The ruling makes permanent the temporary decision U.S. District Judge George B. Daniels made last week, which allowed O’Neal to return to action even though he had not served all of the 25-game suspension imposed by commissioner David Stern.



The league went to court after arbitrator Roger Kaplan said O’Neal’s penalty should be cut to 15 games, citing the player’s “character, community involvement and citizenship.”



The NBA challenged Kaplan’s authority to hear an appeal of Stern’s punishment.



“We are puzzled with Judge Daniels’ ruling because the collective-bargaining agreement states that an appeal of a suspension for ‘conduct on the playing court’ may be made only to the commissioner, not to an arbitrator, and Jermaine O’Neal’s actions took place entirely on the playing court,” the NBA said in a statement.
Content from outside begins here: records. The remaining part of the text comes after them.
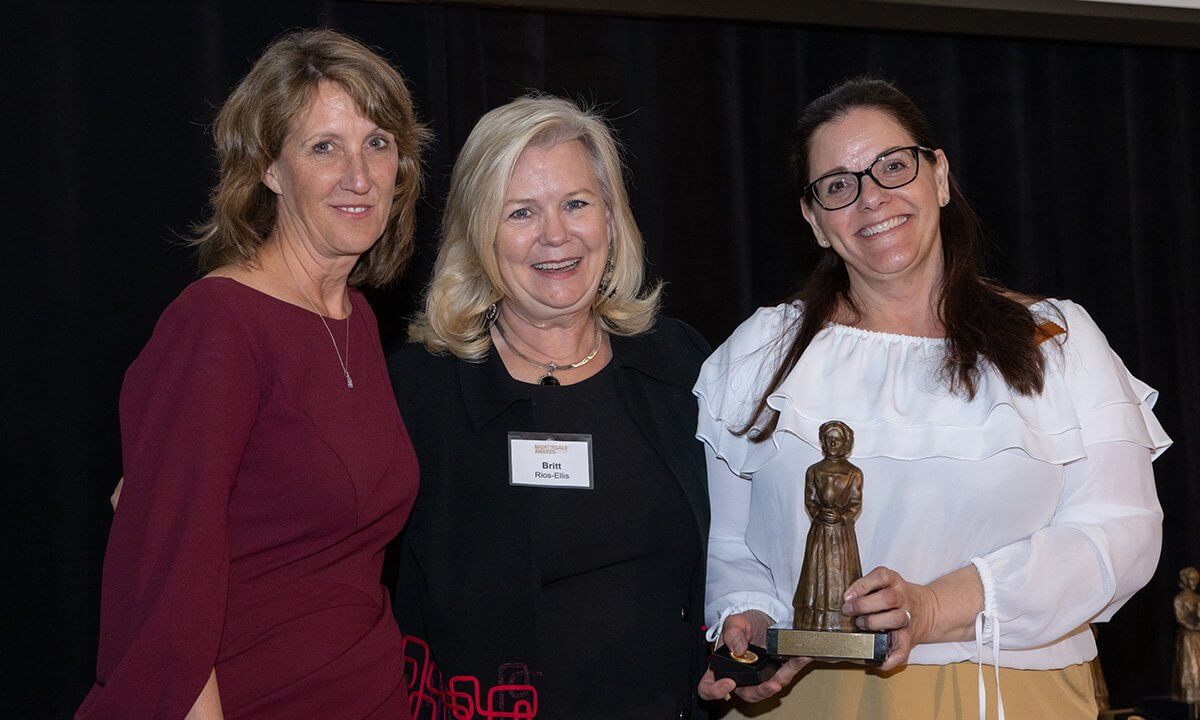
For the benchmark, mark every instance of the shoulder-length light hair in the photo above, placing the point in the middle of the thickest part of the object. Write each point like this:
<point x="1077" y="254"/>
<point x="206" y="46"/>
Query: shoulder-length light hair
<point x="249" y="135"/>
<point x="467" y="277"/>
Hours of legal arguments this week and last week focused on whether the brawl could be considered on-court or off-court behavior. Language in player contracts seemed to indicate on-court behavior is punishable by the league commissioner and cannot be appealed to an arbitrator.



League lawyer Jeffrey Mishkin argued that the fight with fans was on-court behavior, especially when players were “wearing an NBA uniform on national television.”



Union attorney Jeffrey Kessler argued that it was not.



“Fighting with or striking a fan has never been characterized as conduct on the playing court,” Daniels said, reading from a written ruling. “Striking a fan is inexcusable, and appropriately considered something different and much more serious.”





Notes



Yao Ming is more than 60,000 votes ahead of Shaquille O’Neal in the race to finish No. 1 overall in All-Star Game balloting.



Through two rounds of voting, Yao — the center for the Western Conference’s Houston Rockets — has 1,373,458. O’Neal of the Miami Heat tops the Eastern Conference with 1,311,762.



Minnesota’s Kevin Garnett is third overall, leading West forwards with 1,142,804 votes, followed by San Antonio’s Tim Duncan (886,547).



In the East, New Jersey’s Vince Carter (938,817) and Orlando’s Grant Hill (848,061) lead the forwards, while Cleveland’s LeBron James (843,363) and Philadelphia’s Allen Iverson (825,179) top the guards.



• Phoenix Suns chairman Jerry Colangelo underwent successful prostate-cancer surgery in New York, the team said. Colangelo, 65, was diagnosed with prostate cancer last month. He was resting comfortably following the operation and will remain in the hospital for a few days.